Fog drifted in gentle, shifting layers, and then—almost suddenly—I saw it: the Panagia Elona Monastery, built into a sheer cliff on the slopes of Mount Parnon. Partially veiled by fog, it felt suspended between earth and sky—a place of stillness carved into rock. As I stood there, taking it in, a huge rainbow appeared, stretching across the valley. It felt like a quiet reminder: even in uncertainty, beauty insists on showing up.
Higher up, I noticed goats resting in a cave across the mountain, along with a few houses and a single car clinging to the steepness. Life, finding its way everywhere. It stayed dry for about seventeen miles, with only light drizzle when I walked through the fog. At mile seventeen, my sister appeared with ginger tea—perfect to warm my hands. Nearby, I found what was likely the horn of a male goat. I held it to my head for a moment, smiling at the thought—perhaps I could pass as a mountain unicorn after all. Fitting, I thought, for a Capricorn making her way through high places.

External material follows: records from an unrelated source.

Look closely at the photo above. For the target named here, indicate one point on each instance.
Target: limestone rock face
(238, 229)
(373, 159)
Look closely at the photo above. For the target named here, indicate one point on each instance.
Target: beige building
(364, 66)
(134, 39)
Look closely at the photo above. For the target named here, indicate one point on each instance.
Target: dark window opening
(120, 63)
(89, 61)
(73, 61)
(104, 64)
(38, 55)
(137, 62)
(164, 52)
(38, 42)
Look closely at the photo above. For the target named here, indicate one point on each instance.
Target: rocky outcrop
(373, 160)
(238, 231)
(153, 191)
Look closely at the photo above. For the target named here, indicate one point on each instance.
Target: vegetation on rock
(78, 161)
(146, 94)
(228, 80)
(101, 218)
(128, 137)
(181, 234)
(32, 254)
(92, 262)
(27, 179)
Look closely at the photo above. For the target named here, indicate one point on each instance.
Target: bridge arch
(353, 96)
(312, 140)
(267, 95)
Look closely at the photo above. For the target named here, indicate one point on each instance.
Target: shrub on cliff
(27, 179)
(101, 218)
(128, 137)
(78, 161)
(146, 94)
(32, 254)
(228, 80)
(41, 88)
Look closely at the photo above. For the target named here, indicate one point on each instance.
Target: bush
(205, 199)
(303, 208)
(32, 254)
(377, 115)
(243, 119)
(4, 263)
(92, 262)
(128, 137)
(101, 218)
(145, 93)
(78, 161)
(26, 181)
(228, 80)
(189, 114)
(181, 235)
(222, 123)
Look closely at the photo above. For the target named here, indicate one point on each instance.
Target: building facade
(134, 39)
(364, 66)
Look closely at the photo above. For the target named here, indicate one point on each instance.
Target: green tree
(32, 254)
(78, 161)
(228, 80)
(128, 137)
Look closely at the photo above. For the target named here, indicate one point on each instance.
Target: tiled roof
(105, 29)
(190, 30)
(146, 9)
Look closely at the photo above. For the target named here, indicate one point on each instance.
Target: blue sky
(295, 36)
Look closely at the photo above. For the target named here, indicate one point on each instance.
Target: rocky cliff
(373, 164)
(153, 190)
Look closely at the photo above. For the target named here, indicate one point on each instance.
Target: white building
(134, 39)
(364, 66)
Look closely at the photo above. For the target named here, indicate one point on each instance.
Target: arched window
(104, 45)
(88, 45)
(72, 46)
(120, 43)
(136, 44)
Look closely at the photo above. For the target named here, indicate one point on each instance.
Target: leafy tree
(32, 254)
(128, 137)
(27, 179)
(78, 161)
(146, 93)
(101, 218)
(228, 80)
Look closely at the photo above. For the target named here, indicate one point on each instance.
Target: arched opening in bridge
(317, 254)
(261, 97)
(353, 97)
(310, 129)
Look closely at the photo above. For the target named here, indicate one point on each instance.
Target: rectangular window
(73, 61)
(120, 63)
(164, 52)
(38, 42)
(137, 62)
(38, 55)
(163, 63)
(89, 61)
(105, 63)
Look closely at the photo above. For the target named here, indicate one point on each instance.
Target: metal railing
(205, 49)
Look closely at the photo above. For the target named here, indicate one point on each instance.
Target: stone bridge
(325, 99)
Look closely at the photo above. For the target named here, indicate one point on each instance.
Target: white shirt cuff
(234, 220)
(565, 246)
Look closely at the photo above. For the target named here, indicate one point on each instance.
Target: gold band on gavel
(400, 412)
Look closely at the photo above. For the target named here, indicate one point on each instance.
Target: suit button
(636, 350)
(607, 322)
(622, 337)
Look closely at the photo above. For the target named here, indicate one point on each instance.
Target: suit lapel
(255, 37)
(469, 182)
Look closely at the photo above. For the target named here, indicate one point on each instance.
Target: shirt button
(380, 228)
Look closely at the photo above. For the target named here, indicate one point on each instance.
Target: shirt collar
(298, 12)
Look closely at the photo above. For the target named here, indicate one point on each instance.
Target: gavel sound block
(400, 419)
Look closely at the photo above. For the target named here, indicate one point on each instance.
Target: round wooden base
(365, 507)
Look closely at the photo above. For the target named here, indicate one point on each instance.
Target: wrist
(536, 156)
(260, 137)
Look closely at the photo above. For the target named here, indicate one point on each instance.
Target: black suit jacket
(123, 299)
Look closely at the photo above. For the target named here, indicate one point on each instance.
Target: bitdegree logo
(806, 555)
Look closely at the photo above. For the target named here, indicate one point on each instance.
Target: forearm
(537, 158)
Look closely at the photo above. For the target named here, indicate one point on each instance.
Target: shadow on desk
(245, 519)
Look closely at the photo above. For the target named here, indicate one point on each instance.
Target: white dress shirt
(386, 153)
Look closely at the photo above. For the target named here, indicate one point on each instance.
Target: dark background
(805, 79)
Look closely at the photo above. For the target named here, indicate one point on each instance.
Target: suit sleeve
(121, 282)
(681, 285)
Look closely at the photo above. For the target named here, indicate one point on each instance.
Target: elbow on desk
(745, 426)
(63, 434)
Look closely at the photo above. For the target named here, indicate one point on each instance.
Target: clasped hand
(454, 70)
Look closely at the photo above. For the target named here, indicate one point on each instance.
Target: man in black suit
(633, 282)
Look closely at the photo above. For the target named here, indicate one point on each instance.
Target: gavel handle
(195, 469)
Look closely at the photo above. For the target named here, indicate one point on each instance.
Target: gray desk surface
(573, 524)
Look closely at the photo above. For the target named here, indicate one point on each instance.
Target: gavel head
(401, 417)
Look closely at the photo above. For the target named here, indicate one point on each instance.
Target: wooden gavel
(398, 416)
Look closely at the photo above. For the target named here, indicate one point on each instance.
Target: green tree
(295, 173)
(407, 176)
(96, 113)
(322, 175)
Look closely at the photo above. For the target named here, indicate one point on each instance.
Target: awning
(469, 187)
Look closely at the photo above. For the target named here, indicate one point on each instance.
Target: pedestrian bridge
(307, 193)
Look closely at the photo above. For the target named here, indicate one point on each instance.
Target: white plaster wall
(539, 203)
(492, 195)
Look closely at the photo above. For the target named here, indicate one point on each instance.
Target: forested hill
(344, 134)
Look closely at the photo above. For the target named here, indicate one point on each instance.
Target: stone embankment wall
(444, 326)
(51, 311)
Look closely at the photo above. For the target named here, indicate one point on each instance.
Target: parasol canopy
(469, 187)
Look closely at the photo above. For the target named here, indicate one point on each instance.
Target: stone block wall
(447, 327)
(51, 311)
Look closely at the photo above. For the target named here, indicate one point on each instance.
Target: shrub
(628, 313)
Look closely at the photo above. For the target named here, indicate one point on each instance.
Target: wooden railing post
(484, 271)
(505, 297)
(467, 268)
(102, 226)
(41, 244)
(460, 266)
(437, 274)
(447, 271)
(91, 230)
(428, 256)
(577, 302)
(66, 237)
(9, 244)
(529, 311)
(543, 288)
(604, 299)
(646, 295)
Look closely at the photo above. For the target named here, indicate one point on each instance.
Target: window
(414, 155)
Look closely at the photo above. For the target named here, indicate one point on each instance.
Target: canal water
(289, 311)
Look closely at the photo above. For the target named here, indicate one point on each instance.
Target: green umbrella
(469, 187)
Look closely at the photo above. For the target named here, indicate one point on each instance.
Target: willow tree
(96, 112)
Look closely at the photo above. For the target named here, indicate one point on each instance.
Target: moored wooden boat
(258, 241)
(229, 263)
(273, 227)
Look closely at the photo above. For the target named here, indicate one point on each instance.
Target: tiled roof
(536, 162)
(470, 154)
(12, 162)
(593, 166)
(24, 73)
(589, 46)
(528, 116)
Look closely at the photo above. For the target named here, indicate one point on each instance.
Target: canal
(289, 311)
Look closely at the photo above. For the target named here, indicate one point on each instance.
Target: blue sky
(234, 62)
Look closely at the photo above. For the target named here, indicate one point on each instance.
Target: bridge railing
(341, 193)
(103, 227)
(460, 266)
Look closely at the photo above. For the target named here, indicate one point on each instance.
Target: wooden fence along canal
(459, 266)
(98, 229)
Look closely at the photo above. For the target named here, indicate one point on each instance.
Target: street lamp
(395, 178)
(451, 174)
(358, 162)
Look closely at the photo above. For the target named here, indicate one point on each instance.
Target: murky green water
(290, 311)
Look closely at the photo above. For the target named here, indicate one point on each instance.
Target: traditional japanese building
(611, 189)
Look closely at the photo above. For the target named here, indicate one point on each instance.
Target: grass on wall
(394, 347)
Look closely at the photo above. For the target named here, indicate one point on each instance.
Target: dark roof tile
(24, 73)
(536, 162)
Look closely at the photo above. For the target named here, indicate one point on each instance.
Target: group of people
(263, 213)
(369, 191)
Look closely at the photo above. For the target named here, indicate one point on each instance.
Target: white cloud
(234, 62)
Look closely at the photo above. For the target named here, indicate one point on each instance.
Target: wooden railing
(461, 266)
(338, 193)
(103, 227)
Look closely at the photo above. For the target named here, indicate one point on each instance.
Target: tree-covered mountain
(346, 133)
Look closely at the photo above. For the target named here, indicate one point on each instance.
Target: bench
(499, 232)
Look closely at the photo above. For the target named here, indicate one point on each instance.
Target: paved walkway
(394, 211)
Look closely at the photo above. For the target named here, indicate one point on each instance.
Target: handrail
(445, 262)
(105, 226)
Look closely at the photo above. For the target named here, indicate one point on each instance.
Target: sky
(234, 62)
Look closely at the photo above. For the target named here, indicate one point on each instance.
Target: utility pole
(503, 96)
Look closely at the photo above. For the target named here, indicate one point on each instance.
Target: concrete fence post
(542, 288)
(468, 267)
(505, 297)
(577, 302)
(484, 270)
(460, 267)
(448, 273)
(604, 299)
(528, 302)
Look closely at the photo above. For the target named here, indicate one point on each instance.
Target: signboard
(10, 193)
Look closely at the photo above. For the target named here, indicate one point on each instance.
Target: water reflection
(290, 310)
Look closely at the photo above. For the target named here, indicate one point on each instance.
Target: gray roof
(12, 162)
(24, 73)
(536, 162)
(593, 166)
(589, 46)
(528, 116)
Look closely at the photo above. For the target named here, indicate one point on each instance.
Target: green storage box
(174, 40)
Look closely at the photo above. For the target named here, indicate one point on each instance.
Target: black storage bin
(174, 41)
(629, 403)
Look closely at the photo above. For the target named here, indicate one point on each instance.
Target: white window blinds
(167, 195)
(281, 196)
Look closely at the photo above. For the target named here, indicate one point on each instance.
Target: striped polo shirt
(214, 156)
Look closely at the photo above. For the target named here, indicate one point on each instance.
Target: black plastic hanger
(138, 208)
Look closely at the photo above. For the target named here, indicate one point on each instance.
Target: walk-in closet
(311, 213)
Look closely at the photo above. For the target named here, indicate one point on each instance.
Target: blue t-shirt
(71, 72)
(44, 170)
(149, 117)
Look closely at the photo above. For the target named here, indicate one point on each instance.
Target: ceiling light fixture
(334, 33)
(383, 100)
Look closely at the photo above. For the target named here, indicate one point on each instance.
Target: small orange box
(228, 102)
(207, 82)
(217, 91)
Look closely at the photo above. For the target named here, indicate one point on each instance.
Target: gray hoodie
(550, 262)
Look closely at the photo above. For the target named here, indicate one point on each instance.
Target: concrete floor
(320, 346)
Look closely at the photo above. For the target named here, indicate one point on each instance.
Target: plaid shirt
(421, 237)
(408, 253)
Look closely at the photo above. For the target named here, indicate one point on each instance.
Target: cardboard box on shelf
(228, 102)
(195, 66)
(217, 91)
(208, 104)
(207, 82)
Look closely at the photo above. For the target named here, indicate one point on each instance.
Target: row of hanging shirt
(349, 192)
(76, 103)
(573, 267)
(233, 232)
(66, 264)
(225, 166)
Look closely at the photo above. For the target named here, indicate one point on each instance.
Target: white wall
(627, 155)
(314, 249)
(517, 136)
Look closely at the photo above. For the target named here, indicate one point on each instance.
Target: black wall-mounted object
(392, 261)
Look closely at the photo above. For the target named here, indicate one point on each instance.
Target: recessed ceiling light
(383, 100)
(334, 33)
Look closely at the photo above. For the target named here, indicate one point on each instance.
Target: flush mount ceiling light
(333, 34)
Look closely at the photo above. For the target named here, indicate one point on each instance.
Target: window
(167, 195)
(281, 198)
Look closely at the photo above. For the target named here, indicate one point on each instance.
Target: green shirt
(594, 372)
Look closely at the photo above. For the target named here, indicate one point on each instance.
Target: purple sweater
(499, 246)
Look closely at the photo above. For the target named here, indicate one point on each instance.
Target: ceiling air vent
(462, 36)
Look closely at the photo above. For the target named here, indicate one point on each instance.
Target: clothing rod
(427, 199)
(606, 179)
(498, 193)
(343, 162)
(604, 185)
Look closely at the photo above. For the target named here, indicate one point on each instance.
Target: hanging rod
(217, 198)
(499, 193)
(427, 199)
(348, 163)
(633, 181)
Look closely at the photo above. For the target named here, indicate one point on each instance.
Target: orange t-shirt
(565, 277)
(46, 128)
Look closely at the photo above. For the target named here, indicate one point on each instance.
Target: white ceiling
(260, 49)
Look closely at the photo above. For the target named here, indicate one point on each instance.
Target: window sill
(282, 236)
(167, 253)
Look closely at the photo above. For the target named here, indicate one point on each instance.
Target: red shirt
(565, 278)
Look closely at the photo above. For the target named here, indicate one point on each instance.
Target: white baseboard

Just before reaching Kosmas, a small mountain town perched at the top, I started seeing patches of snow along the road. Of course, I had to stop, form a snowball, and throw it as far as I could. Small joys matter. When I arrived in Kosmas, the weather turned quickly—rain mixed with small hail, fierce wind, and within minutes I was soaked and cold. From then on, my phone stayed sealed in a zip-lock bag and my hands tucked into gloves. No photos—but some moments are meant to be held, not captured.
Pine trees, snow patches, vast views fading into layers of grey fog as far as the eye could see. The mountain felt raw and alive. Only once I descended back toward the olive groves did I meet someone—a man sitting outside his house. We spoke briefly. When he touched my hands, he said, “You are ice cold.” He was right. We smiled, took a photo, and I continued on.
Beneath the olive trees, the fields were covered with poppy flowers—soft, delicate, unexpected. Beauty again, quietly waiting at lower ground. The sky looked heavy, ready to pour, and the air smelled like rain. But luck was with me. I made it through town and reached the gas station where my sister was waiting. The moment I stepped into the van, the rain began.
Coffee first. Then a warm dinner. Phone calls, messages, a bit of social media. One more coffee. And finally, rest.
Another long day. Another lesson in timing, patience, and trust. Adjust, accept, continue.